Test diagnostici SARS-CoV-2

Per lottare contro l'epidemia di coronavirus è importante identificare il maggior numero di persone contagiate dal virus SARS-CoV-2. Al momento attuale abbiamo a disposizione test molecolari PCR, test rapidi antigenici e test sierologici. Il test molecolare resta il test di riferimento (gold standard) per la diagnostica del covid-19. 

La modifica dell'art. 24 dell'Ordinanza 3 COVID-19 permette di effettuare i test rapidi nei laboratori specializzati, ma anche negli studi medici, nelle farmacie, negli ospedali e nei checkpoint. Si preme sottolineare come la strategia del Cantone vada piuttosto verso una separazione dei flussi di pazienti potenzialmente infetti, dirigendoli verso i checkpoint. Gli studi medici e le farmacie che si dimostrano interessati e sono in grado di rispettare le condizioni dell'articolo 24 dell'Ordinanza possono annunciarsi al Farmacista cantonale per ricevere i kit.

La scelta del test deve essere fatta seguendo la strategia stabilita dalle autorità e basata sull'epidemiologia, la clinica e la disponibilità dei test molecolari.

Test molecolare RT-PCR

Si tratta di un’analisi che permette di rilevare in modo specifico il materiale genetico del virus SARS-CoV-2 (RNA) presente nel campione di muco prelevato tramite uno striscio naso-faringeo. Con questo metodo molecolare che si chiama per esteso “reverse transcriptase real time PCR (real time RT-PCR)”  è possibile identificare tramite delle sonde specifiche una sequenza target (gene), la quale viene dapprima trascritta da RNA in DNA e poi amplificata con numerosi cicli di amplificazione (40-50) ottenendo così una curva di amplificazione. 

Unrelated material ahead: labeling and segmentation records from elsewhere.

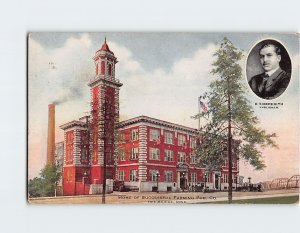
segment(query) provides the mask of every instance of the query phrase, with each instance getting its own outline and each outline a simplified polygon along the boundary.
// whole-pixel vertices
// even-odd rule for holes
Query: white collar
[[[276,69],[274,69],[274,70],[270,70],[270,71],[266,72],[266,74],[269,75],[269,77],[270,77],[270,76],[271,76],[272,74],[274,74],[278,69],[280,69],[279,66],[278,66]]]

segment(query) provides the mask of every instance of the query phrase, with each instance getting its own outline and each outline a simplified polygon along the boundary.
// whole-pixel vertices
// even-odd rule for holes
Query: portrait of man
[[[290,82],[290,58],[284,47],[274,40],[262,41],[256,47],[262,72],[248,79],[249,86],[258,97],[275,99],[286,90]]]

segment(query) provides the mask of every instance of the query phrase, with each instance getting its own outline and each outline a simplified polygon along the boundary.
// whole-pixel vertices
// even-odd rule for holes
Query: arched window
[[[101,74],[105,74],[105,61],[101,62]]]
[[[108,75],[111,75],[111,64],[108,64]]]

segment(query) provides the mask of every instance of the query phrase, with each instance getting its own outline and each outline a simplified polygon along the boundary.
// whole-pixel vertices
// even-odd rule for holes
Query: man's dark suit
[[[255,75],[249,81],[249,86],[257,96],[274,99],[285,91],[290,79],[291,75],[279,68],[270,77],[266,77],[265,73]]]

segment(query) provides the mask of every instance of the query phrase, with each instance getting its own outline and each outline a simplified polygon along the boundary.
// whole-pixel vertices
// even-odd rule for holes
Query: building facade
[[[120,140],[116,180],[140,191],[186,191],[195,186],[211,190],[228,188],[228,163],[219,171],[199,166],[194,149],[199,131],[147,116],[132,118],[118,125]],[[238,162],[233,162],[233,181]]]
[[[88,84],[91,112],[60,126],[64,130],[63,195],[111,192],[113,181],[141,192],[194,190],[196,185],[214,190],[228,187],[226,162],[220,171],[199,166],[193,153],[198,130],[147,116],[119,122],[122,84],[115,77],[117,58],[106,40],[93,59],[95,77]],[[234,181],[237,176],[235,161]]]

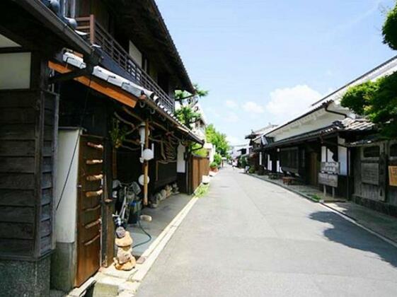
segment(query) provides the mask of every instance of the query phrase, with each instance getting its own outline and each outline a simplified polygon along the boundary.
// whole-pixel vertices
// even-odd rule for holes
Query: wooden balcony
[[[76,21],[77,30],[87,33],[91,44],[100,46],[103,52],[130,76],[126,78],[131,79],[134,83],[154,92],[159,97],[158,102],[173,112],[174,100],[171,99],[114,37],[96,21],[93,15],[76,18]]]

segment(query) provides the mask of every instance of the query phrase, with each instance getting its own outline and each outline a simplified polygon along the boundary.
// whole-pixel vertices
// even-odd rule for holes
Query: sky
[[[397,52],[382,43],[394,0],[157,0],[209,123],[244,144]]]

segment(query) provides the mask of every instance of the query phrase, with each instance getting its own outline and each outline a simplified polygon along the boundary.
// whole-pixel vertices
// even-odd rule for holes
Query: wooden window
[[[363,149],[364,158],[379,158],[381,148],[379,146],[366,146]]]

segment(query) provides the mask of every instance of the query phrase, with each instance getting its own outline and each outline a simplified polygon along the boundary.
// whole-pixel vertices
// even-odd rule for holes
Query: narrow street
[[[318,204],[226,168],[137,296],[396,296],[397,249]]]

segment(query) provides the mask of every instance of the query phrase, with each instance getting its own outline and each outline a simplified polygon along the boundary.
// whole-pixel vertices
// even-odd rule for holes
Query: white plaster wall
[[[128,53],[134,59],[134,60],[138,63],[138,64],[142,66],[142,53],[138,50],[138,48],[130,40],[129,43],[129,50]]]
[[[0,47],[21,47],[21,45],[0,34]]]
[[[338,137],[339,144],[345,144],[345,139]],[[338,146],[338,157],[340,163],[340,175],[347,175],[347,148],[343,146]]]
[[[321,162],[327,161],[327,148],[321,146]]]
[[[0,90],[30,88],[30,52],[0,54]]]
[[[59,201],[73,156],[74,146],[79,137],[79,134],[80,131],[78,129],[59,130],[58,134],[55,205]],[[79,144],[77,144],[77,148],[73,159],[62,200],[58,209],[57,209],[55,215],[55,235],[57,243],[71,243],[76,239],[79,146]]]
[[[178,154],[176,158],[176,172],[178,173],[186,173],[186,162],[185,161],[185,146],[179,144],[178,146]]]

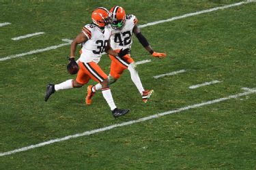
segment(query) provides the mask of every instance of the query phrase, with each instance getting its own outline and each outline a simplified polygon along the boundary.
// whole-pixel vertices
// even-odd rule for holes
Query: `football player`
[[[122,57],[128,53],[128,49],[119,52],[114,51],[109,44],[111,29],[106,27],[110,20],[109,12],[104,7],[96,8],[91,14],[92,24],[83,27],[81,33],[72,41],[70,48],[70,64],[76,63],[74,54],[76,46],[83,44],[82,54],[79,58],[79,71],[75,80],[68,80],[58,84],[48,84],[46,88],[45,101],[55,91],[72,88],[80,88],[87,84],[90,79],[101,84],[102,95],[109,104],[113,116],[117,118],[129,112],[128,109],[116,107],[109,87],[108,76],[98,66],[102,53]]]
[[[139,42],[145,48],[145,49],[150,53],[154,57],[162,58],[166,56],[165,53],[159,53],[153,50],[147,39],[142,35],[139,28],[137,26],[138,20],[134,15],[126,15],[123,7],[120,6],[115,6],[110,10],[111,13],[112,33],[111,35],[111,46],[118,52],[124,48],[130,49],[132,44],[132,33],[138,38]],[[134,60],[130,54],[123,57],[113,56],[109,54],[111,59],[111,70],[109,75],[109,83],[115,82],[121,76],[125,69],[128,69],[132,82],[138,88],[142,96],[142,100],[146,103],[151,95],[154,92],[153,90],[145,90],[142,86],[138,72],[136,70],[136,65]],[[91,99],[95,92],[102,88],[102,84],[98,84],[95,86],[89,85],[87,87],[87,95],[85,98],[87,105],[91,103]]]

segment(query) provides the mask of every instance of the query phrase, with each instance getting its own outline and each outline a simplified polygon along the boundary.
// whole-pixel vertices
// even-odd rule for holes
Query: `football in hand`
[[[79,72],[79,67],[77,65],[76,62],[70,62],[70,63],[68,64],[67,65],[67,70],[68,73],[70,74],[76,74],[77,72]]]

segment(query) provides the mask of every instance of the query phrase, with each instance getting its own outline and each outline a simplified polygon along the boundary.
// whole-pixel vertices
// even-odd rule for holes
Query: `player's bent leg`
[[[130,78],[135,84],[136,87],[137,88],[139,92],[142,95],[142,92],[145,91],[143,86],[142,86],[142,83],[141,79],[139,76],[138,71],[136,69],[136,65],[134,63],[132,63],[129,65],[128,69],[130,73]]]
[[[115,79],[111,75],[108,76],[109,86],[111,84],[115,83],[117,80]],[[89,85],[87,87],[87,95],[85,97],[86,105],[91,105],[92,103],[92,97],[94,96],[96,91],[102,88],[102,85],[100,83],[97,84],[95,86]]]
[[[81,84],[74,80],[68,80],[63,82],[61,82],[58,84],[54,84],[52,83],[49,83],[46,87],[46,92],[44,97],[44,101],[47,101],[49,99],[50,96],[55,93],[55,91],[58,91],[59,90],[65,90],[69,89],[72,88],[79,88],[81,87],[83,84]]]

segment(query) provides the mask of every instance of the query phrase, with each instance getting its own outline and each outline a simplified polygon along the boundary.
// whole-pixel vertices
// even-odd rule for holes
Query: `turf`
[[[125,7],[139,24],[239,1],[0,1],[0,57],[63,44],[73,39],[96,7]],[[136,7],[134,7],[136,6]],[[144,87],[154,89],[143,103],[126,71],[111,86],[117,106],[130,113],[113,119],[101,92],[86,106],[85,85],[44,101],[48,82],[75,78],[66,70],[70,46],[0,61],[0,152],[137,120],[256,87],[255,3],[141,29],[154,58],[134,38],[132,56]],[[35,32],[44,35],[13,41]],[[78,52],[77,52],[78,53]],[[106,55],[100,65],[109,71]],[[153,76],[186,71],[157,80]],[[191,85],[222,81],[189,89]],[[89,84],[95,84],[93,81]],[[2,169],[254,169],[256,95],[183,111],[90,136],[0,157]]]

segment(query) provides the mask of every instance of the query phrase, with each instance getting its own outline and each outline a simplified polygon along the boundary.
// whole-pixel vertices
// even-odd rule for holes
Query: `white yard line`
[[[8,25],[8,24],[11,24],[11,23],[10,23],[10,22],[3,22],[3,23],[0,23],[0,27],[3,27],[3,26],[5,26],[5,25]]]
[[[233,4],[230,4],[230,5],[224,5],[223,7],[214,7],[214,8],[211,8],[211,9],[209,9],[209,10],[205,10],[199,11],[199,12],[197,12],[186,14],[184,14],[184,15],[182,15],[182,16],[173,17],[173,18],[169,18],[169,19],[167,19],[167,20],[162,20],[149,22],[149,23],[145,24],[139,25],[139,27],[140,28],[144,28],[144,27],[148,27],[148,26],[152,26],[152,25],[155,25],[155,24],[160,24],[160,23],[163,23],[163,22],[170,22],[170,21],[173,21],[173,20],[179,20],[179,19],[182,19],[182,18],[187,18],[187,17],[190,17],[190,16],[199,15],[199,14],[204,14],[204,13],[208,13],[208,12],[213,12],[213,11],[216,11],[216,10],[224,10],[224,9],[234,7],[234,6],[239,6],[239,5],[242,5],[242,4],[255,2],[255,1],[256,1],[256,0],[248,0],[248,1],[242,1],[242,2],[240,2],[240,3],[233,3]],[[60,45],[61,46],[61,44],[60,44]],[[51,50],[52,50],[52,49],[51,49]],[[33,51],[35,51],[35,50],[33,50]],[[41,51],[39,51],[38,52],[40,52]],[[34,53],[32,53],[32,54],[35,54],[35,53],[36,53],[36,52],[34,52]],[[0,61],[9,60],[9,59],[14,58],[17,58],[17,57],[19,57],[19,56],[23,56],[28,55],[28,54],[30,54],[30,52],[25,52],[25,53],[16,54],[16,55],[11,55],[11,56],[5,56],[5,57],[3,57],[3,58],[0,58]],[[21,55],[21,56],[20,56],[20,55]]]
[[[158,78],[162,78],[162,77],[165,77],[165,76],[173,75],[184,73],[184,72],[186,72],[186,71],[184,70],[184,69],[181,69],[181,70],[179,70],[179,71],[173,71],[173,72],[165,73],[165,74],[161,74],[161,75],[153,76],[153,78],[155,78],[155,79],[158,79]]]
[[[12,58],[17,58],[17,57],[20,57],[20,56],[23,56],[30,55],[30,54],[35,54],[35,53],[38,53],[38,52],[46,52],[46,51],[48,51],[48,50],[55,50],[55,49],[57,49],[58,48],[68,46],[68,45],[70,45],[70,44],[71,44],[70,42],[64,43],[64,44],[59,44],[57,46],[50,46],[50,47],[47,47],[47,48],[45,48],[34,50],[32,50],[32,51],[30,51],[30,52],[24,52],[24,53],[18,54],[11,55],[11,56],[5,56],[5,57],[3,57],[3,58],[1,58],[0,61],[6,61],[6,60],[9,60],[9,59],[12,59]]]
[[[12,38],[12,39],[14,40],[14,41],[16,41],[16,40],[19,40],[19,39],[21,39],[28,38],[28,37],[33,37],[33,36],[35,36],[35,35],[41,35],[41,34],[44,34],[44,32],[30,33],[30,34],[27,34],[27,35],[25,35],[19,36],[19,37],[17,37]]]
[[[221,81],[213,80],[213,81],[210,82],[205,82],[205,83],[203,83],[203,84],[189,86],[189,88],[194,89],[194,88],[199,88],[199,87],[201,87],[201,86],[208,86],[208,85],[210,85],[210,84],[220,83],[220,82],[221,82]]]
[[[208,12],[214,12],[214,11],[217,11],[217,10],[224,10],[224,9],[231,7],[239,6],[239,5],[243,5],[243,4],[252,3],[252,2],[256,2],[256,0],[249,0],[249,1],[242,1],[242,2],[240,2],[240,3],[233,3],[233,4],[230,4],[230,5],[224,5],[224,6],[222,6],[222,7],[216,7],[211,8],[211,9],[209,9],[209,10],[199,11],[199,12],[193,12],[193,13],[189,13],[189,14],[182,15],[182,16],[178,16],[166,19],[166,20],[158,20],[158,21],[152,22],[149,22],[149,23],[145,24],[140,25],[140,26],[139,26],[139,28],[144,28],[144,27],[148,27],[148,26],[158,24],[161,24],[161,23],[164,23],[164,22],[171,22],[171,21],[173,21],[173,20],[180,20],[180,19],[182,19],[182,18],[187,18],[187,17],[190,17],[190,16],[197,16],[197,15],[199,15],[199,14],[208,13]]]
[[[145,64],[145,63],[150,63],[150,62],[151,62],[151,60],[144,60],[144,61],[139,61],[135,62],[135,64],[142,65],[142,64]]]
[[[19,148],[19,149],[8,151],[8,152],[1,152],[1,153],[0,153],[0,156],[4,156],[10,155],[10,154],[15,154],[16,152],[26,151],[26,150],[36,148],[38,148],[38,147],[42,147],[42,146],[44,146],[49,145],[49,144],[51,144],[51,143],[53,143],[69,140],[69,139],[73,139],[73,138],[77,138],[77,137],[83,137],[83,136],[89,136],[89,135],[92,135],[92,134],[95,134],[95,133],[99,133],[99,132],[103,132],[103,131],[109,131],[109,130],[117,128],[117,127],[121,127],[121,126],[124,126],[132,124],[134,124],[134,123],[144,122],[144,121],[147,120],[158,118],[159,117],[161,117],[161,116],[165,116],[165,115],[175,114],[175,113],[178,113],[178,112],[182,112],[182,111],[184,111],[184,110],[188,110],[188,109],[190,109],[200,107],[202,107],[202,106],[204,106],[204,105],[212,105],[214,103],[219,103],[219,102],[221,102],[221,101],[229,100],[229,99],[236,99],[236,98],[238,98],[238,97],[242,97],[242,96],[246,96],[246,95],[251,95],[251,94],[253,94],[253,93],[256,93],[256,89],[255,89],[255,88],[246,88],[246,92],[242,92],[242,93],[238,93],[238,94],[233,95],[230,95],[230,96],[228,96],[227,97],[219,98],[218,99],[215,99],[215,100],[212,100],[212,101],[208,101],[201,103],[188,105],[188,106],[186,106],[186,107],[182,107],[182,108],[180,108],[180,109],[177,109],[170,110],[170,111],[168,111],[168,112],[156,114],[152,115],[152,116],[147,116],[147,117],[141,118],[139,118],[139,119],[137,119],[137,120],[130,120],[130,121],[128,121],[128,122],[122,122],[122,123],[119,123],[119,124],[113,124],[113,125],[111,125],[111,126],[109,126],[96,129],[94,129],[94,130],[85,131],[85,132],[83,132],[83,133],[77,133],[77,134],[74,134],[74,135],[68,135],[68,136],[66,136],[66,137],[62,137],[62,138],[57,138],[57,139],[52,139],[52,140],[50,140],[50,141],[44,141],[44,142],[40,143],[35,144],[35,145],[31,145],[31,146],[26,146],[26,147],[21,148]]]

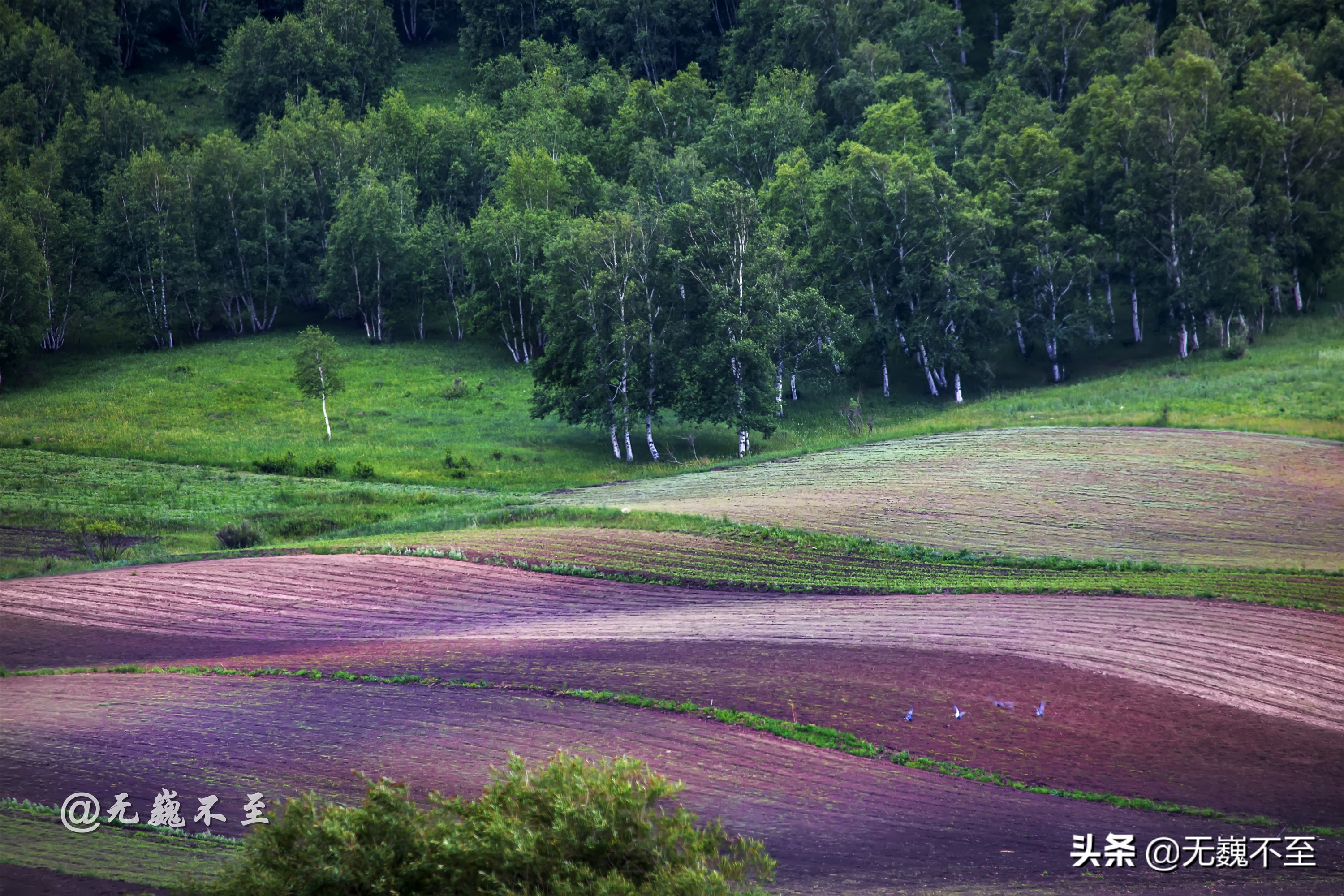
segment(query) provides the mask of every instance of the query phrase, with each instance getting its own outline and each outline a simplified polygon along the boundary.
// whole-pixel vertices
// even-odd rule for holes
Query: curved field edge
[[[546,502],[1028,556],[1344,568],[1344,447],[1163,429],[888,441]]]
[[[444,520],[435,520],[442,524]],[[384,528],[384,527],[376,527]],[[1344,572],[1228,570],[939,551],[871,537],[612,508],[511,506],[438,531],[153,555],[44,575],[296,553],[449,557],[638,584],[808,594],[1089,594],[1226,599],[1344,613]],[[27,575],[7,578],[30,578]]]
[[[954,762],[938,760],[931,756],[914,756],[910,754],[909,750],[896,750],[894,747],[874,744],[872,742],[864,740],[863,737],[859,737],[853,733],[845,731],[837,731],[835,728],[828,728],[824,725],[788,721],[785,719],[774,719],[771,716],[765,716],[754,712],[724,709],[722,707],[703,707],[691,700],[665,700],[665,699],[660,700],[655,697],[645,697],[637,693],[617,693],[612,690],[590,690],[583,688],[551,689],[551,688],[542,688],[539,685],[500,685],[500,684],[492,684],[489,681],[466,681],[462,678],[442,680],[419,674],[375,676],[375,674],[353,673],[344,669],[337,669],[335,672],[323,672],[321,669],[277,669],[273,666],[266,666],[262,669],[230,669],[224,666],[120,665],[120,666],[106,666],[106,668],[87,666],[87,668],[65,668],[65,669],[28,669],[23,672],[0,670],[0,676],[3,677],[70,676],[70,674],[184,674],[184,676],[224,676],[224,677],[247,677],[247,678],[258,678],[258,677],[309,678],[316,681],[320,681],[323,678],[329,678],[333,681],[348,681],[358,684],[526,690],[530,693],[540,693],[544,696],[558,697],[558,699],[583,700],[594,704],[634,707],[638,709],[653,709],[677,715],[698,716],[702,719],[707,719],[710,721],[718,721],[726,725],[745,727],[753,731],[782,737],[785,740],[805,743],[821,750],[835,750],[839,752],[845,752],[852,756],[859,756],[860,759],[876,759],[882,762],[891,762],[898,766],[906,766],[909,768],[915,768],[919,771],[929,771],[952,778],[962,778],[985,785],[1008,787],[1012,790],[1021,790],[1025,793],[1039,794],[1046,797],[1059,797],[1063,799],[1078,799],[1083,802],[1099,802],[1110,806],[1117,806],[1121,809],[1137,809],[1142,811],[1192,815],[1198,818],[1207,818],[1211,821],[1224,821],[1224,822],[1251,825],[1258,827],[1285,827],[1285,829],[1288,827],[1288,825],[1284,825],[1281,821],[1277,821],[1274,818],[1269,818],[1267,815],[1235,815],[1219,811],[1216,809],[1187,806],[1183,803],[1148,799],[1142,797],[1121,797],[1117,794],[1070,790],[1064,787],[1051,787],[1043,783],[1019,780],[1016,778],[1004,775],[1001,772],[988,771],[985,768],[964,766]],[[44,811],[46,807],[32,806],[32,810]],[[1294,826],[1293,830],[1301,830],[1304,833],[1316,834],[1321,837],[1344,837],[1344,827]]]
[[[945,552],[802,529],[702,521],[464,529],[328,545],[616,582],[810,594],[1090,594],[1226,599],[1344,613],[1344,574]],[[625,520],[620,520],[625,523]],[[648,524],[648,529],[636,528]],[[316,548],[316,545],[314,545]]]
[[[183,875],[198,880],[214,877],[242,848],[242,841],[233,837],[185,834],[144,823],[105,823],[98,830],[70,837],[60,829],[59,815],[58,806],[27,799],[0,801],[5,865],[172,887]]]

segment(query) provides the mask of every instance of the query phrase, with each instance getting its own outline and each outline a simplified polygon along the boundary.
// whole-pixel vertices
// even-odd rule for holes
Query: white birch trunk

Questa reazione è possibile utilizzando delle apparecchiature sofisticate da personale specializzato di laboratorio. Se questa curva prende forma dopo pochi cicli di amplificazione significa che il campione contiene una grande quantità di sequenze target e quindi di particelle virali, al contrario se la curva si alza  solo dopo numerosi cicli di amplificazione indica la presenza di una bassa quantità di virus.

 

Punti importati

  • analisi di riferimento per la diagnosi del COVID-19 (gold standard)
  • analisi altamente specifica e sensibile
  • analisi quantitativa
  • analisi diretta (presenza del virus nel campione)
  • effettuata unicamente dai laboratori specializzati
  • l'elaborazione del campione e la sua analisi durano circa 3 ore; il risultato viene reso di norma entro 24 ore

 

Criteri di dichiarazione

  • Risultato POSITIVO: laboratori entro 2 ore a UMC e UFSP
  • Risultato negativo: laboratori entro 24 ore a UFSP

 

Test rapido antigenico

Si tratta di un’analisi che permette di rilevare determinate proteine (antigeni) presenti sulla superficie del virus in un campione di muco prelevato tramite uno striscio naso-faringeo. I test contengono degli anticorpi monoclonali o policlonali specifici in grado di legarsi in modo specifico a queste proteine S (spike) o N (nucleocapside) di superficie del virus SARS-CoV-2. Il risultato di questa reazione è visibile a occhio nudo senza la necessità di ricorrere a delle apparecchiature sofisticate e quindi a laboratori specializzati.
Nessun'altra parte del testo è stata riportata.